I use this little tale to get my students talking about critical thinking, scientific research, evidence and writing. But it has value beyond the classroom.
One simple parsing of the third umpire’s statement is that naming something helps create the “isness” of that something. Calling a dandelion a flower is different from calling it a weed, in terms of our emotional reaction toward it.
Calling the act of charging for the processing of information and data into news a “paywall”
is part of the problem. A wall naturally separates two things. Calling it a wall gives it a negative spin. Why not call it a portal?
People used AOL for many years as a paid “portal” to both its own content and eventually to
the Internet. That ended after a while not because people refused to pay at all, but because AOL no longer offered content that could not be gotten elsewhere for free.
Despite the many people who say that the toothpaste is out of the tube, that newspapers can’t go back to a paid web model, I think they can. Maybe. If it is done right and by a lot of papers at the same time.

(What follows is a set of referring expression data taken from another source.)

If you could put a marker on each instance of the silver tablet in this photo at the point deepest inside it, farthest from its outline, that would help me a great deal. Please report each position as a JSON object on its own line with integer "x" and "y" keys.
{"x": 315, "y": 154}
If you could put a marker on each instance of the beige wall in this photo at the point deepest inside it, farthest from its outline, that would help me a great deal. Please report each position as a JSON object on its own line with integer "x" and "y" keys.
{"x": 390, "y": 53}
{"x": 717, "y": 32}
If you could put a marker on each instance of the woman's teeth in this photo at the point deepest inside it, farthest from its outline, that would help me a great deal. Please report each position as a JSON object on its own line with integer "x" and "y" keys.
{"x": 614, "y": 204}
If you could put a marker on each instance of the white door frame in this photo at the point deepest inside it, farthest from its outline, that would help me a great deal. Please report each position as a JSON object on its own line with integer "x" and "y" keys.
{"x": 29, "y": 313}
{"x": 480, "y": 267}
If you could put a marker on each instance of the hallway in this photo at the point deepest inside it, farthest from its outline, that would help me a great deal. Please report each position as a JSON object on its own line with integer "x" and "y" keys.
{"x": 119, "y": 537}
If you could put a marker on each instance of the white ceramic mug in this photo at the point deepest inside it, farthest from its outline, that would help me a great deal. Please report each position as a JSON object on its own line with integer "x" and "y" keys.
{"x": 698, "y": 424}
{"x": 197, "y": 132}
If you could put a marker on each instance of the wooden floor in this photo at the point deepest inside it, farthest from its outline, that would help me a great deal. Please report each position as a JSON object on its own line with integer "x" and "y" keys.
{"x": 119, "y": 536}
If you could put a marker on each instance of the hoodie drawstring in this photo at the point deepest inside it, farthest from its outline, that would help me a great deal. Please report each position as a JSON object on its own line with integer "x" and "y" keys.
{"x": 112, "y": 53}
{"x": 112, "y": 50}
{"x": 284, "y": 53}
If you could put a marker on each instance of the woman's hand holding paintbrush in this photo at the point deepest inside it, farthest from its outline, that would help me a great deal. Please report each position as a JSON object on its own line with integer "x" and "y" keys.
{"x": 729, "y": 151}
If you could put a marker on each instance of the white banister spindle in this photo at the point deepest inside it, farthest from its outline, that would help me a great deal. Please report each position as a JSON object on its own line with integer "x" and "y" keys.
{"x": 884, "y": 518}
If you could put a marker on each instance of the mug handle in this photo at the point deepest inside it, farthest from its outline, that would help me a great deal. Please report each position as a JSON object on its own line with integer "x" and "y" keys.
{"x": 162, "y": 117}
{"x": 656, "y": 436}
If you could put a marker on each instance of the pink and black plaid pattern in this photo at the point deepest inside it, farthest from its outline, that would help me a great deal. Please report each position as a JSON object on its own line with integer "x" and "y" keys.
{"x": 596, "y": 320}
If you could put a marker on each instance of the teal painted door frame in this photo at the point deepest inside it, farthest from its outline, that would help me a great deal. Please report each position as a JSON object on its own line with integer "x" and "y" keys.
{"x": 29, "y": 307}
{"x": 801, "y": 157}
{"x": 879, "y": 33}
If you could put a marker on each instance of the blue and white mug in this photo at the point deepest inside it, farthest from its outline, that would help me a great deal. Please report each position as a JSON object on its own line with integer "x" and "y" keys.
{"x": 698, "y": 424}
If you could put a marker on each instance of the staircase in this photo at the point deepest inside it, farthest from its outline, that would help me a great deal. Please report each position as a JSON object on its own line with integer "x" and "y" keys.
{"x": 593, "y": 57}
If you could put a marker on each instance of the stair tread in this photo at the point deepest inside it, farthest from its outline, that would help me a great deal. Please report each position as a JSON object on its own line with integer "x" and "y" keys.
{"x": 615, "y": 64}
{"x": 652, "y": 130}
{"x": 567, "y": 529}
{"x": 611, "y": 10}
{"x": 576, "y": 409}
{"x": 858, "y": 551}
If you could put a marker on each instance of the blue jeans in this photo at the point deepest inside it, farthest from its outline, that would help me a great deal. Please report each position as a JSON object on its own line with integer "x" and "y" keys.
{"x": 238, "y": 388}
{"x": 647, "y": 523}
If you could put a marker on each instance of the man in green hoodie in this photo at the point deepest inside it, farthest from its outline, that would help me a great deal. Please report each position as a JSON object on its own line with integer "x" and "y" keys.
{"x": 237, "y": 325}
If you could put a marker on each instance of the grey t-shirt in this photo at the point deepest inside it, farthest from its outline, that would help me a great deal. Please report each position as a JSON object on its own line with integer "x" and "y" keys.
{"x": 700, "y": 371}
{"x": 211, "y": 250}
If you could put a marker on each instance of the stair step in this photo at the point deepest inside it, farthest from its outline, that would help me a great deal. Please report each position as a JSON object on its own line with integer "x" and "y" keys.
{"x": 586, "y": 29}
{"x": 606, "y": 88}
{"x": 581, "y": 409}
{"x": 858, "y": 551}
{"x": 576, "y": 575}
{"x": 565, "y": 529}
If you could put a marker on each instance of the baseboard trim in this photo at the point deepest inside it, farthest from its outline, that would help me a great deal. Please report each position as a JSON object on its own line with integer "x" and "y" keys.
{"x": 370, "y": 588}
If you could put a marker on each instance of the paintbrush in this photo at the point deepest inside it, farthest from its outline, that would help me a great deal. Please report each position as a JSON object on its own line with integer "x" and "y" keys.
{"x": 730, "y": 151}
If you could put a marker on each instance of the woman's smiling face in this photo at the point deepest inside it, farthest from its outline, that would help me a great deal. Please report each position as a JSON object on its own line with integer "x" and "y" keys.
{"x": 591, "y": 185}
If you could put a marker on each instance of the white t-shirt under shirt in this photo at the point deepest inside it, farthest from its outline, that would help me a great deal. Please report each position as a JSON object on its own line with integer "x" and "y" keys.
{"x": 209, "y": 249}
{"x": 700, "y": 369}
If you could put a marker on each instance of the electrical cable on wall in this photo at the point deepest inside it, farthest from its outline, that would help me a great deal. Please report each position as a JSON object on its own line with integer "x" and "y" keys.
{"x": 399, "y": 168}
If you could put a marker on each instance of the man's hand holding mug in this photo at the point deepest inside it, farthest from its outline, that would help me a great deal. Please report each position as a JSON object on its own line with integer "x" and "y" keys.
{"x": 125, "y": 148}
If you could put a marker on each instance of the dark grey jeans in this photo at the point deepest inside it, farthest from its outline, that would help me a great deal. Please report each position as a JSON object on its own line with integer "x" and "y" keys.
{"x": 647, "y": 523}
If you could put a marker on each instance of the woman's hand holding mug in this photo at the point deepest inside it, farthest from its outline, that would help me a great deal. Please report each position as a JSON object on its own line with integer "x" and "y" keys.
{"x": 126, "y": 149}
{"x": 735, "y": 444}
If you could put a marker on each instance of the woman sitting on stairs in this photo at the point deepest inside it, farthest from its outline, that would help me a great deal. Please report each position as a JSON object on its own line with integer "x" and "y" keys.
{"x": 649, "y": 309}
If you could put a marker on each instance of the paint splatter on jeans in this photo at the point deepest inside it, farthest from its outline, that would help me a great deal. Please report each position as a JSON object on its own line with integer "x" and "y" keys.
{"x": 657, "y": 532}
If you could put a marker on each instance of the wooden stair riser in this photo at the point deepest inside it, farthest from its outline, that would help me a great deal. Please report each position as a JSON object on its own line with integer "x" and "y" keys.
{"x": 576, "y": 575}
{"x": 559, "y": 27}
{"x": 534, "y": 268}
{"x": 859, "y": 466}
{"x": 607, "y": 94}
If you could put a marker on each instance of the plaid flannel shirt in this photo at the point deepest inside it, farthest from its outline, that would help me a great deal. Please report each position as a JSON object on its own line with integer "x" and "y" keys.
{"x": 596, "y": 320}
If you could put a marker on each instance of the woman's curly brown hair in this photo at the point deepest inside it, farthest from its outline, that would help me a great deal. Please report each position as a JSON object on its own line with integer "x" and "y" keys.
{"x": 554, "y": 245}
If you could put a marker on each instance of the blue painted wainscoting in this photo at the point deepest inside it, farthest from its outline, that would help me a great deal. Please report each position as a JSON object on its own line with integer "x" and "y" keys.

They may not have a choice.
Sure, they will lose some subscribers, probably a lot of subscribers initially, but if they offer value, people will pay to get it.
People pay today for access for all sorts of cable channels they can’t get for free elsewhere. They pay for cell phones, text messaging, Netflix, and they pay for high speed Internet access, although you can get dial-up for free or virtually so. I bet most people would be willing to pay a few cents per tweet.
The issue is not so much that people WON’T pay, it’s that you have to give them something they want. Then they’ll pay.
I think that’s going to have to be the model moving forward. Give people something they want and ask them to support it by paying. Relying on CPM advertising is no longer a workable model. Corporate sponsorship along the lines of public radio and television stations might help as well.
This is going to be a painful time for newspapers, and the new version won’t look much like the old, but the creative and bold will survive if they can metamorphize from their caterpillar past into their butterfly future.